3.4.2. Experiments on GNKMNF Transformation
As seen in
Section 3.4.1, the NKMNF transformation demonstrates the best performance when the proportion of sub-kernel matrix in the entire kernel matrix is 20%. In this experiment, the proportion 20% was used for testing in NKMNF transformation. A comparison, in terms of computational cost, of the KMNF, NKMNF, and GNKMNF transformations using different data sizes is shown in
Figure 16. The detailed analyses of the execution efficiency of GNKMNF with a data size of 64 × 64 × 250 is shown in
Table 7.
In this section, the computational costs of KMNF, NKMNF, and GNKMNF transformation with different data volumes were assessed. The results demonstrate that compared with KMNF and NKMNF, the GNKMNF leads to a significant improvement in execution efficiency. In addition, the execution efficiency of GNKMNF with a data size of 64 × 64 × 250 was analyzed in detail and provides a reference for the further research in parallel computing.
4. Discussion
In this section, the four experimental results stated in
Section 3 are discussed.
The first experiment was designed to evaluate the performance of each feature extraction method (including PCA, MNF, KPCA, FA, LDA, LPP, and KMNF) in classification. This experiment was conducted on three real HSIs with different spatial and spectral resolutions over different scenes. Taking overall accuracy as the evaluation criterion, the classification performance of each feature extraction method in terms of the SVM classifier with RBF kernel was assessed. The results show that: (1) compared with other feature extraction methods, KMNF has excellent classification performance in terms of overall accuracy. The improvements of KMNF transformation in overall accuracy on the Indian Pines, Salinas, and Xiong’an datasets are 2.00%, 1.52%, and 1.06%, respectively, and the improvements of KMNF transformation in Kappa are 2.17%, 1.65%, and 1.08% in the Indian Pines, Salinas, and Xiong’an datasets, respectively; (2) in most cases, the more features extracted, the higher the overall classification accuracy; (3) MNF and FA can be considered for dimension reduction in practice. The experimental results suggest KMNF outperforms PCA, KPCA, LDA, and LPP and is relatively equivalent to MNF and FA.
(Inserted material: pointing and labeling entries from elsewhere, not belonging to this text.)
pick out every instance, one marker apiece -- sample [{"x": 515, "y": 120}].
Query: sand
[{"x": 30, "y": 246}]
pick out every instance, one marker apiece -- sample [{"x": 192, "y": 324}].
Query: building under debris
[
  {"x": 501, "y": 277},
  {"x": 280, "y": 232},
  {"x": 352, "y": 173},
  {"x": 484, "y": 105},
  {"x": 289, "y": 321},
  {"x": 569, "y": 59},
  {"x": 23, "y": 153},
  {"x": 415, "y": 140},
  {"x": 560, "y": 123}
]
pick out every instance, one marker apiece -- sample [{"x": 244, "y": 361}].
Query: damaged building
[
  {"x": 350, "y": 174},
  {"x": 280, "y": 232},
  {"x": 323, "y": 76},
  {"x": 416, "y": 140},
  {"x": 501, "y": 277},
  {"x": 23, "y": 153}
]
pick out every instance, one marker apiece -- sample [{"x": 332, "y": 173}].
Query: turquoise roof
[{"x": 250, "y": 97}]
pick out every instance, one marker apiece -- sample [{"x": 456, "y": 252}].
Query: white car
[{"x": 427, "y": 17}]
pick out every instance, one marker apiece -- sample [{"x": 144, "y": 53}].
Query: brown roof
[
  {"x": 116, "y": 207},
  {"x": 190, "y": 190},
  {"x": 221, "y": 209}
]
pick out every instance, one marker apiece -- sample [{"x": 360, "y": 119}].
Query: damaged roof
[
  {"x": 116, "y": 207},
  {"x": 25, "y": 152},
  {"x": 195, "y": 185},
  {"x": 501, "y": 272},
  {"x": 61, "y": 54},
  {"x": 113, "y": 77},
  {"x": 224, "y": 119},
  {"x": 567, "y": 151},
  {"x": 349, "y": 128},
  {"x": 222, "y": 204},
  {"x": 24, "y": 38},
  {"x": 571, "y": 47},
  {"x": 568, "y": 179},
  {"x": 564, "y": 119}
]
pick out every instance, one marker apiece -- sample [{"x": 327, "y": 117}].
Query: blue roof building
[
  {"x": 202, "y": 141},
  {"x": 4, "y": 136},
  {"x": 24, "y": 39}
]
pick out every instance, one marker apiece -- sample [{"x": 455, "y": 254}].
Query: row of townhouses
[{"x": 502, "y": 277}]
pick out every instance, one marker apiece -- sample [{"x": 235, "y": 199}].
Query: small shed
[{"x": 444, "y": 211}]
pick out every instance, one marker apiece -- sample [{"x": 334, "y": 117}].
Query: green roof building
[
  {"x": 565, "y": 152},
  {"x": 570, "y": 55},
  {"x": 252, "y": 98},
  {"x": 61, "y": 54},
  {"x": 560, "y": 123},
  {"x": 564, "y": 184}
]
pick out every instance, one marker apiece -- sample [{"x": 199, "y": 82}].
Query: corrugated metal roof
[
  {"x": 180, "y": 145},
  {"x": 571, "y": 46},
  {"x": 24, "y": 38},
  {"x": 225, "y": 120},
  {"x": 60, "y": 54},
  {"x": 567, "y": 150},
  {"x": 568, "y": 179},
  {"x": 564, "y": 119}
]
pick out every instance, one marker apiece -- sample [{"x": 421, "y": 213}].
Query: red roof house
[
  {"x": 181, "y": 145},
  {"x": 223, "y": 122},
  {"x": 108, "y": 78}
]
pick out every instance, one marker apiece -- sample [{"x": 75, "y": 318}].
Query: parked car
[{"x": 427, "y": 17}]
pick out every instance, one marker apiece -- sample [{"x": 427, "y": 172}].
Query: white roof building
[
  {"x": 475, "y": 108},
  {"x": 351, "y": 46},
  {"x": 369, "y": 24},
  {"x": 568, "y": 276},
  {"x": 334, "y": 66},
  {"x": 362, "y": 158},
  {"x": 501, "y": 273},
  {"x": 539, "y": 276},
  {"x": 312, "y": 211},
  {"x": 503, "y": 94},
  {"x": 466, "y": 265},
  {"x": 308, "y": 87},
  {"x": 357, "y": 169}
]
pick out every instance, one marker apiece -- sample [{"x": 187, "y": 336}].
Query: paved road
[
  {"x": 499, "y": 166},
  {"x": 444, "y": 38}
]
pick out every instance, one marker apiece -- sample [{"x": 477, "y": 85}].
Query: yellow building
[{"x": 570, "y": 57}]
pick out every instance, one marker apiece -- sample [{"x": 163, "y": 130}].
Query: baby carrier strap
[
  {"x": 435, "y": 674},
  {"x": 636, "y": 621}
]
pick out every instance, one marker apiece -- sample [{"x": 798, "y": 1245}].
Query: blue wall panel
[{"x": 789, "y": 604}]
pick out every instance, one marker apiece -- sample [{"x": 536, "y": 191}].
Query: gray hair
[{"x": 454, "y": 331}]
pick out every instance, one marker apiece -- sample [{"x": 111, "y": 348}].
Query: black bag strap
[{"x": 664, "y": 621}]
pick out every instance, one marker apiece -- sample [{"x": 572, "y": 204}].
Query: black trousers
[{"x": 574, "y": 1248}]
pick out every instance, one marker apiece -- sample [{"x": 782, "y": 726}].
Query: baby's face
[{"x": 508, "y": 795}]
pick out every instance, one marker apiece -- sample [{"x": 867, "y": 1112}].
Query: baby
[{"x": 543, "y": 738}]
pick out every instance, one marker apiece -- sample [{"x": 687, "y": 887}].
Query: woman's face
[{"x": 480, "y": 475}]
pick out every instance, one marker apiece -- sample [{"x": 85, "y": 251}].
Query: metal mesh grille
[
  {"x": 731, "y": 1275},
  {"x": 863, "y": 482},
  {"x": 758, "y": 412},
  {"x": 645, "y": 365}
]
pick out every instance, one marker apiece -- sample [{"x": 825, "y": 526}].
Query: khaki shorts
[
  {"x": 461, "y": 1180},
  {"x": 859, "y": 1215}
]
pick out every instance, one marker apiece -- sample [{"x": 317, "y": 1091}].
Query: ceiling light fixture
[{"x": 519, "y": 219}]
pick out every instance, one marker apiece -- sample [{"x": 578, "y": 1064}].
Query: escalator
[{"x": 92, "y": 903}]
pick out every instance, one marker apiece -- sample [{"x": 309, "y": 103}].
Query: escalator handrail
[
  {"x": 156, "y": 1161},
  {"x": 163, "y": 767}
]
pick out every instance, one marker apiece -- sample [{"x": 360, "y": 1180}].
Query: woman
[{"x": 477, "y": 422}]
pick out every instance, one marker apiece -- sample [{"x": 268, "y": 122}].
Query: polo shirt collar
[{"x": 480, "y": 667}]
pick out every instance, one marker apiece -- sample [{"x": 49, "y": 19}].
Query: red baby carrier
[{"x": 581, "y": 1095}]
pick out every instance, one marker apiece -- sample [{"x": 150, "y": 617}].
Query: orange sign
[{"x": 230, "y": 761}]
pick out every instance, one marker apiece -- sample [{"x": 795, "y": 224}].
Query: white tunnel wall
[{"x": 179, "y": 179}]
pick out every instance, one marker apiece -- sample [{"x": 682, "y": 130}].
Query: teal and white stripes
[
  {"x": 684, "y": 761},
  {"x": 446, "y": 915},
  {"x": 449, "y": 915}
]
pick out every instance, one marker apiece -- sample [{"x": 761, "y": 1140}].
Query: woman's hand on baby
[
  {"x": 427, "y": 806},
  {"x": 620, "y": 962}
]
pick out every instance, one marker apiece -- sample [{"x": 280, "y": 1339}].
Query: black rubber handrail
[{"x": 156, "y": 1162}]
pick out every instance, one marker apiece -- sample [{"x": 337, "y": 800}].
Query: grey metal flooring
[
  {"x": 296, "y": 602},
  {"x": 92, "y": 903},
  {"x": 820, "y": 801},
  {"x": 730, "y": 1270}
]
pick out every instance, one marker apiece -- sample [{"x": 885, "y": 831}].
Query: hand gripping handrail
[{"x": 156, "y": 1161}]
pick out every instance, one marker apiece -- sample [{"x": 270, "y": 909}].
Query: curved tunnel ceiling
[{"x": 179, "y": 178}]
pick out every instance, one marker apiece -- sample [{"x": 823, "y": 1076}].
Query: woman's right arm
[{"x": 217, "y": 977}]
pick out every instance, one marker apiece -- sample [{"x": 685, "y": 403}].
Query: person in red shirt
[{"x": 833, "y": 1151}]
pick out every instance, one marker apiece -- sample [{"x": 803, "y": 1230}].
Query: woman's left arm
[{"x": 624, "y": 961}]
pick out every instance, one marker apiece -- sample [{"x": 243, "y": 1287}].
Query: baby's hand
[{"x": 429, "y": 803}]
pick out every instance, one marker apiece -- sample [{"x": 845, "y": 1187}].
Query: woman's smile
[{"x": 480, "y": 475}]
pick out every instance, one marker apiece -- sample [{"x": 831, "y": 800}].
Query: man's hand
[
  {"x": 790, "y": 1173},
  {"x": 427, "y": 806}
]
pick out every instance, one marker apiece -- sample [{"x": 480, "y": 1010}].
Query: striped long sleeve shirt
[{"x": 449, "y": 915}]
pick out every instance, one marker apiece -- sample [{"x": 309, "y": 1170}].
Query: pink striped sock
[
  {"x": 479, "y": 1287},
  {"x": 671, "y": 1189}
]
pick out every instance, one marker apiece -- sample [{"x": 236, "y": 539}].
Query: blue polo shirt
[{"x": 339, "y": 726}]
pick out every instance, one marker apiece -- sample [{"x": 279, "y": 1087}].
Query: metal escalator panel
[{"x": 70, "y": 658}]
The second experiment tested the computational costs of each feature extraction method with a data size of 100 × 100 × 250. This experiment was designed to show the computational complexity of each method intuitively. The results suggest that: (1) with the same data size, the KMNF transformation requires more processing time, which indicates that KMNF has higher computational complexity compared with other algorithms; (2) compared with LPP, KPCA, and KMNF, PCA, MNF, FA, and LDA have lower computational complexity and are more applicable to the processing of large-scale datasets.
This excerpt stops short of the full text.